There are many links out there, all mixed throughout the content. And this was a really short article, too. So let’s save them all externally and see how we can make a distinction between them.
First, we create and open a CSV file. We do this outside the function, right near the imports. Our function is recursive, meaning that we will have A LOT of files if it creates a new file every time it’s called.
std::ofstream writeCsv("links.csv");
Then, in our main function, we write the first row of the CSV file right before calling the function for the first time. Do not forget to close the file after the execution is done.

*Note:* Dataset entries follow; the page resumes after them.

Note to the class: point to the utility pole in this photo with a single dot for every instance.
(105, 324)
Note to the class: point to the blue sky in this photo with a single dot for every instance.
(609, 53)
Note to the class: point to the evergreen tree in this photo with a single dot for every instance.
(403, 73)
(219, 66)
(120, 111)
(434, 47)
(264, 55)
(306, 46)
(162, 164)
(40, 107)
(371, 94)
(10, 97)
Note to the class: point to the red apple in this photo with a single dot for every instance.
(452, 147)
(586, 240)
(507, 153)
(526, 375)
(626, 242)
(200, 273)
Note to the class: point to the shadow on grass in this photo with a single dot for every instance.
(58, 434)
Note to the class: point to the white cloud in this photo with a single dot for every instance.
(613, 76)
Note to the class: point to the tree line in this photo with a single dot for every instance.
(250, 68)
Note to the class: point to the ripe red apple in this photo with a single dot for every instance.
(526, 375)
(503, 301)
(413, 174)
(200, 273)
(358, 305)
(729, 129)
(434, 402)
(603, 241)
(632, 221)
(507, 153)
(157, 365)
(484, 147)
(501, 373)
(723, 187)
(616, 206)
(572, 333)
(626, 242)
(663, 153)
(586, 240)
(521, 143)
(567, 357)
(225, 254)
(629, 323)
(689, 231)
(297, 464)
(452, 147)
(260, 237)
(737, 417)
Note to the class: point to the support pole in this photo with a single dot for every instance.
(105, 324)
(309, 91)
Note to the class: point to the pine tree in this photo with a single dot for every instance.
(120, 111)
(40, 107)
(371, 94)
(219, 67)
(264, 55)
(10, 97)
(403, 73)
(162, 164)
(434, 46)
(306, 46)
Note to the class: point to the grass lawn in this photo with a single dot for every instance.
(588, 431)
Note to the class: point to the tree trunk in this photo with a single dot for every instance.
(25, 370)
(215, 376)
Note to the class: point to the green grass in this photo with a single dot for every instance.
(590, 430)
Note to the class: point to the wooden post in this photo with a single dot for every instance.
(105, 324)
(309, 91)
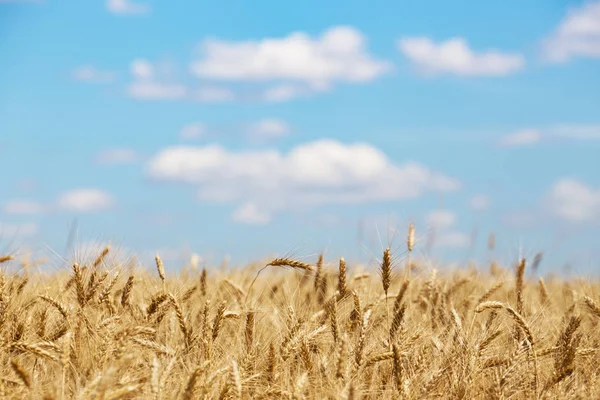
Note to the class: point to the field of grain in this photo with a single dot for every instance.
(312, 329)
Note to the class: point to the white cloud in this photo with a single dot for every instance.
(454, 56)
(213, 94)
(23, 206)
(339, 54)
(578, 34)
(116, 156)
(195, 130)
(574, 201)
(480, 202)
(250, 214)
(268, 129)
(89, 73)
(576, 132)
(152, 84)
(314, 173)
(86, 200)
(441, 219)
(26, 229)
(283, 92)
(523, 137)
(126, 7)
(149, 90)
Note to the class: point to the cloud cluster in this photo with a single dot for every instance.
(454, 56)
(338, 55)
(272, 69)
(85, 200)
(311, 174)
(574, 201)
(578, 34)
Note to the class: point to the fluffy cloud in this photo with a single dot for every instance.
(116, 156)
(23, 206)
(267, 129)
(577, 35)
(283, 92)
(520, 138)
(454, 57)
(11, 230)
(250, 214)
(126, 7)
(338, 55)
(315, 173)
(212, 94)
(89, 73)
(480, 202)
(574, 201)
(85, 200)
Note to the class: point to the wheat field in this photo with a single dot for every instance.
(294, 329)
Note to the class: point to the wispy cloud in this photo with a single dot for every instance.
(250, 214)
(24, 206)
(268, 129)
(455, 57)
(339, 54)
(565, 132)
(151, 82)
(86, 200)
(311, 174)
(577, 35)
(524, 137)
(20, 230)
(124, 7)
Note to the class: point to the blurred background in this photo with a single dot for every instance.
(236, 130)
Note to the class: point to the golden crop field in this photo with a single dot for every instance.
(294, 329)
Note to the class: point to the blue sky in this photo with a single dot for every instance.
(253, 128)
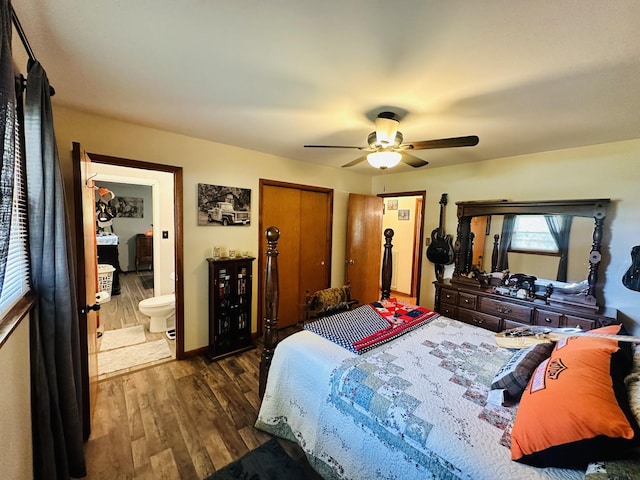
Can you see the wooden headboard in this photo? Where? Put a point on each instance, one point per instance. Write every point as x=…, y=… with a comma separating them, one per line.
x=271, y=296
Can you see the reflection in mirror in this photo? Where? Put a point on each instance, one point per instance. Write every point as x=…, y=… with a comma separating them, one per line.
x=540, y=265
x=476, y=255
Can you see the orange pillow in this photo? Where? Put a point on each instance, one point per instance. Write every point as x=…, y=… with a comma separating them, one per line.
x=575, y=409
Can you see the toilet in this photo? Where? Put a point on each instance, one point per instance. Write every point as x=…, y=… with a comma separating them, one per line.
x=160, y=309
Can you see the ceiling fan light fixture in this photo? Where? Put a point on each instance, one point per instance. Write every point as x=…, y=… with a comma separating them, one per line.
x=386, y=129
x=384, y=159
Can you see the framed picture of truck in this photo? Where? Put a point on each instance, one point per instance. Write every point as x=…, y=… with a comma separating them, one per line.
x=223, y=206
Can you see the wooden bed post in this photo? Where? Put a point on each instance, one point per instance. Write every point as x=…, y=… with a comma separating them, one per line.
x=387, y=264
x=270, y=336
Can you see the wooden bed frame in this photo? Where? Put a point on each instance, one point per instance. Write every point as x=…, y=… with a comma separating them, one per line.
x=271, y=296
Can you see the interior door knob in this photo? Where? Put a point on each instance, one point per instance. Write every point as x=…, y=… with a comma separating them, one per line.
x=87, y=308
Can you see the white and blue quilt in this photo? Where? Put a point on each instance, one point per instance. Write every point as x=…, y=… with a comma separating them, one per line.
x=413, y=408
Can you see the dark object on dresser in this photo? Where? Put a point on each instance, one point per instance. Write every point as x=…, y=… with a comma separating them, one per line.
x=631, y=278
x=229, y=306
x=440, y=251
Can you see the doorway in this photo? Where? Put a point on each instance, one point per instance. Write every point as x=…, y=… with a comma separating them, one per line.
x=161, y=275
x=126, y=340
x=404, y=213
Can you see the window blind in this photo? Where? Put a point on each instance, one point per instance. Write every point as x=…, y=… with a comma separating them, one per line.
x=16, y=282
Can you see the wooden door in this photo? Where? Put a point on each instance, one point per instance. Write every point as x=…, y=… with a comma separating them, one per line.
x=87, y=264
x=364, y=247
x=315, y=245
x=303, y=215
x=280, y=208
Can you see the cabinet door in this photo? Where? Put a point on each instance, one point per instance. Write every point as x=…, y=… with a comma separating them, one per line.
x=221, y=321
x=242, y=317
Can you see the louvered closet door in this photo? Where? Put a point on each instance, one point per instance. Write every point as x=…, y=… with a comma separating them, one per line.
x=304, y=219
x=315, y=244
x=281, y=208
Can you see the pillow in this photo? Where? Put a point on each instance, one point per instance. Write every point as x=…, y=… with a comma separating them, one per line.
x=575, y=408
x=515, y=374
x=632, y=383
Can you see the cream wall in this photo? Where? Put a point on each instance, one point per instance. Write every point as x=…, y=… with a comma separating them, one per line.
x=207, y=162
x=600, y=171
x=15, y=404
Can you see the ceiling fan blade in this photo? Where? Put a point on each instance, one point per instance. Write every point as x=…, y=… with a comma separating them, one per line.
x=333, y=146
x=415, y=162
x=355, y=162
x=469, y=141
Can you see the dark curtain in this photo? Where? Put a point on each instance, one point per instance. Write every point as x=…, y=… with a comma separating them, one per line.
x=56, y=376
x=8, y=129
x=508, y=224
x=560, y=228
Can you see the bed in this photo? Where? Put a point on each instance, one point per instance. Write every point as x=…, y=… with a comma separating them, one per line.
x=416, y=405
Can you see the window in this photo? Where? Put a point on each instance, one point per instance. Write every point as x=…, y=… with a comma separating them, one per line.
x=16, y=280
x=531, y=234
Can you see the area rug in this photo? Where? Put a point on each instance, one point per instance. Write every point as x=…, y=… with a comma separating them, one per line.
x=133, y=356
x=267, y=462
x=147, y=281
x=122, y=337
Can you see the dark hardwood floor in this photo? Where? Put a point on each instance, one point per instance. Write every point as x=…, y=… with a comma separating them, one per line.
x=178, y=420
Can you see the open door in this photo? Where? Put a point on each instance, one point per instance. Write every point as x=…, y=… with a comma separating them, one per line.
x=87, y=265
x=364, y=247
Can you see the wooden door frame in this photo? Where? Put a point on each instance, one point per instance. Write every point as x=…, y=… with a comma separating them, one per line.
x=262, y=244
x=416, y=274
x=178, y=230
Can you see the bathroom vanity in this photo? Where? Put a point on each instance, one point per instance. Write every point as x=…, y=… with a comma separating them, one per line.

writeCsv << "type,link" << "\n";
search_for_links(parsed_response->root);
writeCsv.close();
Now, we write its content. In our search_for_links function, when we find a <;a> tag, instead of displaying in the console now we do this:
if (node->v.element.tag == GUMBO_TAG_A)
{
GumboAttribute* href = gumbo_get_attribute(&node->v.element.attributes, "href");
if (href)
{
std::string link = href->value;
if (link.rfind("/wiki") == 0)
writeCsv << "article," << link << "\n";
else if (link.rfind("#cite") == 0)
writeCsv << "cite," << link << "\n";
else
writeCsv << "other," << link << "\n";
}
}
We take the href attribute value with this code and put it in 3 categories: articles, citations, and the rest.
Of course, you can go much further and define your own link types, like those that look like an article but are actually a file, for example.